Early the next morning, Sagebrush, tall herbs and plants rising above the snowpack were excellent subjects to work on our Macro subjects and Depth of Field compositions. Afterwards, the Gallatin River with its ice formations presented interesting compositions as they curved back and forth pushed by the river’s flow. On our last photographic stop of the day a herd of Big Horn Sheep foraging right along the roadside fitted perfectly with our tired bodies.

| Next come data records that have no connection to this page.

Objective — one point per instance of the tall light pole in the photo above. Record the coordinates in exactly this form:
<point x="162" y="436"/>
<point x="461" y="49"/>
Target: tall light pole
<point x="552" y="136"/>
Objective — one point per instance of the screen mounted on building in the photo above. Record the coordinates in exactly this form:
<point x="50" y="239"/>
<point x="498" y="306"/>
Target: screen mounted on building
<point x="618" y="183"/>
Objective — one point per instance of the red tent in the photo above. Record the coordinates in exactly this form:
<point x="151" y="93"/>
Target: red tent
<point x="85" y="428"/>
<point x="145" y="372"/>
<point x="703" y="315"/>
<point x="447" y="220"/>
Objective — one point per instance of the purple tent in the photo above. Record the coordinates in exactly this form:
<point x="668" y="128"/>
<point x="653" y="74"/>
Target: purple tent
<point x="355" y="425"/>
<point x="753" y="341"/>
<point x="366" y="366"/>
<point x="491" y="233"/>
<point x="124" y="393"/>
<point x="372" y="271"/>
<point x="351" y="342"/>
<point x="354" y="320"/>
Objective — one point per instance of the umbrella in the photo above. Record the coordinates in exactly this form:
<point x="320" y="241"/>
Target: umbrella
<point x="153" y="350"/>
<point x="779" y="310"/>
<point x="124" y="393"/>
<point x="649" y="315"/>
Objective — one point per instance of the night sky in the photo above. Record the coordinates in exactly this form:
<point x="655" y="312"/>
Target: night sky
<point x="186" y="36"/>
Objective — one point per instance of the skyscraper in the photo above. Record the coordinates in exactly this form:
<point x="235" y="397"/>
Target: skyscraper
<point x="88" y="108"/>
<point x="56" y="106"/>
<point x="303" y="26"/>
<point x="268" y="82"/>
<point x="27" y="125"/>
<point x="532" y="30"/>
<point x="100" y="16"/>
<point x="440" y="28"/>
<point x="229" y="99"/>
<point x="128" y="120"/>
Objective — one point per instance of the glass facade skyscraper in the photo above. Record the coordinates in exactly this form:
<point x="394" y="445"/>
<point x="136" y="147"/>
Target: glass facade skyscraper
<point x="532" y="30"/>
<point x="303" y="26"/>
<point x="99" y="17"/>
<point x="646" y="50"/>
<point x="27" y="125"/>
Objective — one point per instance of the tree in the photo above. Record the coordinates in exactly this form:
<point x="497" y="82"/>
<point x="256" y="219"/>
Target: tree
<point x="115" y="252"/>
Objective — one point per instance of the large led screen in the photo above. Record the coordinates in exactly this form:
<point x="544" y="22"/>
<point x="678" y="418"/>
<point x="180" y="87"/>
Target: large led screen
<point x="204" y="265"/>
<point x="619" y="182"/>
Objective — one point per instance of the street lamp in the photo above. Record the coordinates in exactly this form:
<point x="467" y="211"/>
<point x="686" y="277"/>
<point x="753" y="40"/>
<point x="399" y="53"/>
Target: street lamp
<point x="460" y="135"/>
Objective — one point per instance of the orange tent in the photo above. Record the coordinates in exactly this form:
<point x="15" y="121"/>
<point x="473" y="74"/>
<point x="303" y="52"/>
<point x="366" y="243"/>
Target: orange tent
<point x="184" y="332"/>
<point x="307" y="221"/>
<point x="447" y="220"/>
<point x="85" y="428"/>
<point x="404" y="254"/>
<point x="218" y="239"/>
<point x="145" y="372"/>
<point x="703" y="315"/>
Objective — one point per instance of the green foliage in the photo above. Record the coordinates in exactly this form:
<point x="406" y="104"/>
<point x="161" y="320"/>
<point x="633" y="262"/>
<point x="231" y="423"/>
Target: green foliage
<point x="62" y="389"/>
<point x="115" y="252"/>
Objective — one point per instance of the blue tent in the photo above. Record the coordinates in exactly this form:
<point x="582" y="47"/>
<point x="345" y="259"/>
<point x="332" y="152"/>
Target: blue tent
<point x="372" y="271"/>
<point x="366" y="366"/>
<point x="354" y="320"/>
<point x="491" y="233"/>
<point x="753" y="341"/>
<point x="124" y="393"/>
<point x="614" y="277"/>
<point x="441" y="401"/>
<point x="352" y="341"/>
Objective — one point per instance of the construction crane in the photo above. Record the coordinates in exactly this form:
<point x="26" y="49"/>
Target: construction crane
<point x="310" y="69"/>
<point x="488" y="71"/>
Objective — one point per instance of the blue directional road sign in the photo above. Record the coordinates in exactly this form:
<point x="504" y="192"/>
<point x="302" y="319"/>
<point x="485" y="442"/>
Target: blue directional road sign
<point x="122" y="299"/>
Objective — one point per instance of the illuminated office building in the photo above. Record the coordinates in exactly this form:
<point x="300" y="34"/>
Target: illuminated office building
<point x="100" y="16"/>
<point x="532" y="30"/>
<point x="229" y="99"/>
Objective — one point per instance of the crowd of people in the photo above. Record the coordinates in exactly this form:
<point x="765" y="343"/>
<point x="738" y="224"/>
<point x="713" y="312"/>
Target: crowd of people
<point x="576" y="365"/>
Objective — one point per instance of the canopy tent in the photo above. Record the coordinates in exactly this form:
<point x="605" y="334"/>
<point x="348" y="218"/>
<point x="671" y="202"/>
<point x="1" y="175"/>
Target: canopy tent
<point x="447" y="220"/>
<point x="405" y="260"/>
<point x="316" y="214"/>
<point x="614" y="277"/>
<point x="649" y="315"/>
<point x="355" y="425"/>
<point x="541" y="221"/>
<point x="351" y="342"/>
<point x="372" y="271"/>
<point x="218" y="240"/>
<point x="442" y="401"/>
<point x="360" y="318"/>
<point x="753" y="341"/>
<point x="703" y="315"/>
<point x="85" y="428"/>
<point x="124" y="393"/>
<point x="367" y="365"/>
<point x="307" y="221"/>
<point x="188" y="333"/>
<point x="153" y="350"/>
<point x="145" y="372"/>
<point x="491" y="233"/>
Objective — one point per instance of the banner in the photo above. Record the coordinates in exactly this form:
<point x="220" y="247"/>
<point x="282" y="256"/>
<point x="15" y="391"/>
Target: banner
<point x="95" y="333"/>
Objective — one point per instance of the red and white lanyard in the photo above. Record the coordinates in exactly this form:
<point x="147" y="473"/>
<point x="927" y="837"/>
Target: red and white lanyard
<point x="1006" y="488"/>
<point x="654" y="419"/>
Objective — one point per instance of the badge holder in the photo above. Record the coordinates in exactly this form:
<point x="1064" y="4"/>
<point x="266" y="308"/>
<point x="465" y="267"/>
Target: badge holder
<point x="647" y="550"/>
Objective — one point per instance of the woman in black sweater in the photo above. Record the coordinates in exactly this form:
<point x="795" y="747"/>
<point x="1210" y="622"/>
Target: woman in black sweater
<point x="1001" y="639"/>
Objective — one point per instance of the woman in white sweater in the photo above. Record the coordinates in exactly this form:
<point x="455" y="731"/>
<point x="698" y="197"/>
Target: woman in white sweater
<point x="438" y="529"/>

On day two, I awoke to find my car buried in a spindrift of several feet of snow as we scrambled into our snowcoach headed to the Madison River Canyon. Our first animal subject of the day turned out to be a rare Trumpeter Swan accompanied by an assortment of waterfowl. A short distance further we encountered a few solitary Bison Bulls which quickly increased to a few more before they exploded into herds. Elk too made their first appearance along the Madison River Canyon with it Yosemite Valley-like cliffs. We traveled to the Grand Canyon of the Yellowstone via the Gibbon River Gorge and it namesake falls in the heated comfort of our snowcoach. Once we made it to Yellowstone’s Grand Canyon and the Yellowstone River both the Upper and Lower Yellowstone Falls were enveloped in ice. The Lower Yellowstone had one of the most impressive ice mounds formed from the fall’s spray that it looked several hundred feet high. So large was it that it almost completely blocked the falls from our view at Artist’s Point! We ended the day with a short hike into the mists of Porcelain Basin in Norris Geyser Basin to capture geysers, fumaroles and their colorful algae formations!
Fountain Paint Pot with its colorful pastels of pink, red, grey and white clays mixed with splashes of yellows, greens and purples burst with bubbles of mud and water on day three. Noisy fumaroles hiss and spit while angry-like aptly named Red Spouter entertains us all.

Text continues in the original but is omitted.